Key sector – core capital orders excluding aircraft – exceeds pre-covid trend

The numbers: Orders for durable goods rose 0.4% in August, the fourth straight gain but a more modest increase after three straight strong gains, the government said Friday.

Economists had forecast a 1.5% increase in orders for durable goods in August. Orders were raised to 11.7% in July and 7.7% in June.

What happened: Machinery orders led the gain in August, rising 1.5%.

Stripping out planes and cars, orders also rose 0.4% in August. Transportation often exaggerates the ups and downs in orders because of lumpy demand from one month to the next.
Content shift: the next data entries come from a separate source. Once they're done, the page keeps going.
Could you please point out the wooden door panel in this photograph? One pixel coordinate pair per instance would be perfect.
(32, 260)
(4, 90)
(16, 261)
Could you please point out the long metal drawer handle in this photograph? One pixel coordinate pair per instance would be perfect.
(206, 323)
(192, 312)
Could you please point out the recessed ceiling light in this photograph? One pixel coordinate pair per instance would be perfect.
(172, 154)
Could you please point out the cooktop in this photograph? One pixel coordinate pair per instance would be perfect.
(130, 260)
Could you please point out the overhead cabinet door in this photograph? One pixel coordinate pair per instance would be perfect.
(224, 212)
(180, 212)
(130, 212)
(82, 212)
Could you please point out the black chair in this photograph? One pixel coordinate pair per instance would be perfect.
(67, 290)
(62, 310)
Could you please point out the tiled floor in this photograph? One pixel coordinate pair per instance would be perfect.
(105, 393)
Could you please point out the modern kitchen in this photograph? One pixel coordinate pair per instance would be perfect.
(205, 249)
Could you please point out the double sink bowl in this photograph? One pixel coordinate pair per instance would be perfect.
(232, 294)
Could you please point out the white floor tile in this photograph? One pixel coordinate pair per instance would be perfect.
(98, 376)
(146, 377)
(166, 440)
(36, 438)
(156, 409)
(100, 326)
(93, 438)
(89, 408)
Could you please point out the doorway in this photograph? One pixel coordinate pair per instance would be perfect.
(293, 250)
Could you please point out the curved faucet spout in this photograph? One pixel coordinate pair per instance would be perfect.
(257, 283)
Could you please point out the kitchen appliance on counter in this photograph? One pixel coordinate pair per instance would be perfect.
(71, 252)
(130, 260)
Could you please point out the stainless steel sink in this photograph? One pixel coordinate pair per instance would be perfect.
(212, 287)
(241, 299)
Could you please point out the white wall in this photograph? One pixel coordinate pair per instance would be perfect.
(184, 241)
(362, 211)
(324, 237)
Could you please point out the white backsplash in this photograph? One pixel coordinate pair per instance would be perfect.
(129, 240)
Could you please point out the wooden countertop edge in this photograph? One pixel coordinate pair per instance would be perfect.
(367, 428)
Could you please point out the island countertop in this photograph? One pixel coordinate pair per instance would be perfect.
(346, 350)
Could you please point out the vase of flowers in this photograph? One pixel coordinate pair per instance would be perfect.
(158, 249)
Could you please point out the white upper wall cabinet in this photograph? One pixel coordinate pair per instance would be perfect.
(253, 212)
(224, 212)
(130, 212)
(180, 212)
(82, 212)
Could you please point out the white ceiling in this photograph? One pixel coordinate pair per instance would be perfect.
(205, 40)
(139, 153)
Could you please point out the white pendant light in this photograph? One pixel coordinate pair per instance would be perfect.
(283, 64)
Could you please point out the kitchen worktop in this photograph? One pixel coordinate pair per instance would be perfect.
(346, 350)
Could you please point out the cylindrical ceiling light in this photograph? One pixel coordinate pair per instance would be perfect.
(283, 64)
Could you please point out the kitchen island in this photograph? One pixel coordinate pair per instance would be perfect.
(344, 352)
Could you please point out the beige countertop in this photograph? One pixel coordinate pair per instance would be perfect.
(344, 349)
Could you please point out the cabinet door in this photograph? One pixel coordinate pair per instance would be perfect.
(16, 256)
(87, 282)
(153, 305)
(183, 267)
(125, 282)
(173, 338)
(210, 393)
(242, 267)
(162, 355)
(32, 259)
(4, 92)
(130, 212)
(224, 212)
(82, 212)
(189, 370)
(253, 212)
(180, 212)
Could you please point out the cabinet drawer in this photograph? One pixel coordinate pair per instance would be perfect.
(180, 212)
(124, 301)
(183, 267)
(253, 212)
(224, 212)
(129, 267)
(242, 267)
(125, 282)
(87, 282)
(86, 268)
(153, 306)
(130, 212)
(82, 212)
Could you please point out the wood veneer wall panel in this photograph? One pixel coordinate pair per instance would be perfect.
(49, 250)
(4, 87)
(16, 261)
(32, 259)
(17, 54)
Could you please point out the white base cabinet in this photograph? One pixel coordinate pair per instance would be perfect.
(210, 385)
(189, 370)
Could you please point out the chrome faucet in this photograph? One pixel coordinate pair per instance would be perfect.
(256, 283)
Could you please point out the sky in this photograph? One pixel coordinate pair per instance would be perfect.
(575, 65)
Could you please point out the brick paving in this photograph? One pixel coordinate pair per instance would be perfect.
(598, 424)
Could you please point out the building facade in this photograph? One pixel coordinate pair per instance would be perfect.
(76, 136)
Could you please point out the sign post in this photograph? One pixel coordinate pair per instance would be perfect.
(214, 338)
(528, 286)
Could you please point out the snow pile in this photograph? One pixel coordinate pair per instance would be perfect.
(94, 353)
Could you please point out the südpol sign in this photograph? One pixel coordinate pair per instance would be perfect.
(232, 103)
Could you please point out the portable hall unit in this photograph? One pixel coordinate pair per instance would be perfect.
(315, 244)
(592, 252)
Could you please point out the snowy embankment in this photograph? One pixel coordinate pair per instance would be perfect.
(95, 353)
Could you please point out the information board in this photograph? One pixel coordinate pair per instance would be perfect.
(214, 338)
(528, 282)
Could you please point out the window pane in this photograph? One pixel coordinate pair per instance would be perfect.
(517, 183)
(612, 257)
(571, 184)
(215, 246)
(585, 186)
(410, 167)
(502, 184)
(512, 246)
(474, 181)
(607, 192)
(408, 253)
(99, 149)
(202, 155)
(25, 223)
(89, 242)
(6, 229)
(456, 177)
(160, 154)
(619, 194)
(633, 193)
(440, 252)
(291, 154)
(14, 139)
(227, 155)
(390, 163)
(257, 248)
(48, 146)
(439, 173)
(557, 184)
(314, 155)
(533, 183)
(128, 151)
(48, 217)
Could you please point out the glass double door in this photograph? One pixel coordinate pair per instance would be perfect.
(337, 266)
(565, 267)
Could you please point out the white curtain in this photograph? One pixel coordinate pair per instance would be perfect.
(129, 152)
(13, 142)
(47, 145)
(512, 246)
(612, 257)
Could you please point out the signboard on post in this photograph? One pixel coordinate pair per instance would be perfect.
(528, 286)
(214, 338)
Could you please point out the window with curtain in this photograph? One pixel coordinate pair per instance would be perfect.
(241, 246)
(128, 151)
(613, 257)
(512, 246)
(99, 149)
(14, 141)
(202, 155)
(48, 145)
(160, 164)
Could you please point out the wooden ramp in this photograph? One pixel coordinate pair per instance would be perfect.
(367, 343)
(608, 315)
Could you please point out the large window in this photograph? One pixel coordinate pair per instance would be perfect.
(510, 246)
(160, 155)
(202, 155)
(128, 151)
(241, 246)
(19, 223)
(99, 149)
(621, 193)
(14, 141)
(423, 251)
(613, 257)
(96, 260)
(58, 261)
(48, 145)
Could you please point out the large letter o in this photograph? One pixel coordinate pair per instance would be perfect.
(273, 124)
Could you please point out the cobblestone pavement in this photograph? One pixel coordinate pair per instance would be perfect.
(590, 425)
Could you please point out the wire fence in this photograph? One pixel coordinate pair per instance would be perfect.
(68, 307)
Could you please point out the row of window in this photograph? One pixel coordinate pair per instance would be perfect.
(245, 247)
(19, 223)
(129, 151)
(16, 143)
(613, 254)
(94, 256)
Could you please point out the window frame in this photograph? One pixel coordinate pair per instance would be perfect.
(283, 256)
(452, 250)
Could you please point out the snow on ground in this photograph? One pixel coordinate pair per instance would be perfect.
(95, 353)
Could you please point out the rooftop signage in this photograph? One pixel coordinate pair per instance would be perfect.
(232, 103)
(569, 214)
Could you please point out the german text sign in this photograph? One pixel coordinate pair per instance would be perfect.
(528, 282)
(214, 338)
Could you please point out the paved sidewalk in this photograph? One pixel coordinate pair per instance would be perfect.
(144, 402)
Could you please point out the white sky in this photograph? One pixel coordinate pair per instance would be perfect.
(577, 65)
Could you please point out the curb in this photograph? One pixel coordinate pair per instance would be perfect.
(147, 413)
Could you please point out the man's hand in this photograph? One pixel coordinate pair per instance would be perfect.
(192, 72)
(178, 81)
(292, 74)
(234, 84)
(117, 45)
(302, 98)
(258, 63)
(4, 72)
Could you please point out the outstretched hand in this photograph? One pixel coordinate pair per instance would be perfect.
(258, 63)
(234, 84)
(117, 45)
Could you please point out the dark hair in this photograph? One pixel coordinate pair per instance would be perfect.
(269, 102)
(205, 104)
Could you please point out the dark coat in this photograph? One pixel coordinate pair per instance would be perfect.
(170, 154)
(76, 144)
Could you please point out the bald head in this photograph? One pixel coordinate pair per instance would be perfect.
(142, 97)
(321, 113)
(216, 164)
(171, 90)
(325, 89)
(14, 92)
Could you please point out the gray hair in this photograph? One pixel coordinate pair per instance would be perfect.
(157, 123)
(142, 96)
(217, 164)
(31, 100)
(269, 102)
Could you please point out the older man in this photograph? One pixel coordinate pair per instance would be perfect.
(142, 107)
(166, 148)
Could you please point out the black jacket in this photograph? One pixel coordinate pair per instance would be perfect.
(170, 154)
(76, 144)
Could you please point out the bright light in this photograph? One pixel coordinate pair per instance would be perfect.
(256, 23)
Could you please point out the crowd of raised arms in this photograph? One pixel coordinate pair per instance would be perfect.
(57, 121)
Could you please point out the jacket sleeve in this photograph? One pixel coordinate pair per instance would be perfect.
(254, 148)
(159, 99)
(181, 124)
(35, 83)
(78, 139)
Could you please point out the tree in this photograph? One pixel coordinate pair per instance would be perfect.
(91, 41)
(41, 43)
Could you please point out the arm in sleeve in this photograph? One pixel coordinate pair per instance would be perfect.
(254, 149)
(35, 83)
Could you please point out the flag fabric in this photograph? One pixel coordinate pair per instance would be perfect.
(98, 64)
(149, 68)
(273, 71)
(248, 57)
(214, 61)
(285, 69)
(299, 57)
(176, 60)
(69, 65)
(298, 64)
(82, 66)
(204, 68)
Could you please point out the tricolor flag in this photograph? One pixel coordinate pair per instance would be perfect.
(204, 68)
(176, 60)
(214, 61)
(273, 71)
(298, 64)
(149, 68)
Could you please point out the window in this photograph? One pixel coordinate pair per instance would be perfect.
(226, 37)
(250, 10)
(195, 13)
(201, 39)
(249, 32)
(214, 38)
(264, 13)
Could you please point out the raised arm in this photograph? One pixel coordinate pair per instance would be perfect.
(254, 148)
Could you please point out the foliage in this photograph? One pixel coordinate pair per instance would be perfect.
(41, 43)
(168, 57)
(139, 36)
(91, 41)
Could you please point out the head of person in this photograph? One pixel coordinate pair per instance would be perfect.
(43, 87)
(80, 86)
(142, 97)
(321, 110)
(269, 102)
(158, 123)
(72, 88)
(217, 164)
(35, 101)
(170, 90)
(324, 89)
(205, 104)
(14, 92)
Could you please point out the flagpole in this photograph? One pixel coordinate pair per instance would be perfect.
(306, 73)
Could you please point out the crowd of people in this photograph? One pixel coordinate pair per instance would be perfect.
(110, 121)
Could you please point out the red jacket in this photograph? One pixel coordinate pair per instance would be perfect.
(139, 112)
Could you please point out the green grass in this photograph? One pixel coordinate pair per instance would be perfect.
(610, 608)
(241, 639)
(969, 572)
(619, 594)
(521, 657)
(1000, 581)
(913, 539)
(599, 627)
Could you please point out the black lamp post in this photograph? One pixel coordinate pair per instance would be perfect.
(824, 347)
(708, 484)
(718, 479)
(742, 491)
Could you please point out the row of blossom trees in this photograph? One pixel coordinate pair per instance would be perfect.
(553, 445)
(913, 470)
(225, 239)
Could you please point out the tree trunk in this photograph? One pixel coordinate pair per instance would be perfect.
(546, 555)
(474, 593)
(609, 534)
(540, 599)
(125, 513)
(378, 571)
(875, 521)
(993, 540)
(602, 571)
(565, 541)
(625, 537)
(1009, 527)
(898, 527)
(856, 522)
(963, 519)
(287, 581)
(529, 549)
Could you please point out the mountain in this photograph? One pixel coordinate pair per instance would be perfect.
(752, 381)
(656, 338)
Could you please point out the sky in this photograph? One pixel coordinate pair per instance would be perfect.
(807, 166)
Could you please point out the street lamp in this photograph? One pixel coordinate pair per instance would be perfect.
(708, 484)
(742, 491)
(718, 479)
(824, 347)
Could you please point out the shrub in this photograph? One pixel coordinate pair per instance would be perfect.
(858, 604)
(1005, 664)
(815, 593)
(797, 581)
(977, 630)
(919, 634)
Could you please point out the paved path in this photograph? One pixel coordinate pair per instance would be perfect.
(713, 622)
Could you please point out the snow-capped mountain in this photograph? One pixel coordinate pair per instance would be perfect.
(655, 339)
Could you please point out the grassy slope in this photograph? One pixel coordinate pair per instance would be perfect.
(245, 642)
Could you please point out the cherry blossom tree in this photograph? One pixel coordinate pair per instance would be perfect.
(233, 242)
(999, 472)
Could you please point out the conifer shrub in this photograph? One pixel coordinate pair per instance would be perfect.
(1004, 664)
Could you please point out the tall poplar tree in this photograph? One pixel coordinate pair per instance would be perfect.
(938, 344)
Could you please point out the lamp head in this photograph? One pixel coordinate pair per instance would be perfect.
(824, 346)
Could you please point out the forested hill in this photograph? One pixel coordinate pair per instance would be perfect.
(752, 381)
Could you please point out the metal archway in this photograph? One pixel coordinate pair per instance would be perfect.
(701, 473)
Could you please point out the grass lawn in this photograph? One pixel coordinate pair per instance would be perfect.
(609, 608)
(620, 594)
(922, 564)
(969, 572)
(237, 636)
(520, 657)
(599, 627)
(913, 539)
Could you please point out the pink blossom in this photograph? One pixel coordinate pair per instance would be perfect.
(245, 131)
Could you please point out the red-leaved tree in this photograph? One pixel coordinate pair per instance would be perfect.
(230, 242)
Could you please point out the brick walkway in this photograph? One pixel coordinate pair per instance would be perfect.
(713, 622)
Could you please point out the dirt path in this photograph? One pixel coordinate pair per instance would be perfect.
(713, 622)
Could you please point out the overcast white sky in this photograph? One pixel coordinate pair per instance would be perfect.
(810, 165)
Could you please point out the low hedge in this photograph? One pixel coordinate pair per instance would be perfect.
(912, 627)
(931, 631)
Orders for motor vehicles and parts fell 4% in August after a 21.7% gain in the prior month.

Orders excluding defense goods rose 0.7% after a 10.4% gain in July.

Core capital goods rose 1.8% in August after a 2.5% rise in the prior month. This category has now risen above pre-COVID trend. Shipments of this crucial sector rose 1.5%.

Big picture: Manufacturing has rebounded well from the shutdown due to the pandemic. Chicago Fed President Charles Evans said manufacturing firms have some advantages because they have an engineering environment and know how to keep people safe.

What are they saying? “The muted 0.4% rise in orders last month signals the boost from reopenings and fiscal aid has faded and that activity is now more closely aligned with the soft pace of underlying economic activity that has lost significant momentum since the initial stages of the recovery,” said Oren Klachkin, lead U.S economist at Oxford Economics.

Market reaction: The Dow Jones Industrial Average
DJIA,
-0.13%
opened lower Friday with the index in danger of logging a fourth consecutive weekly loss.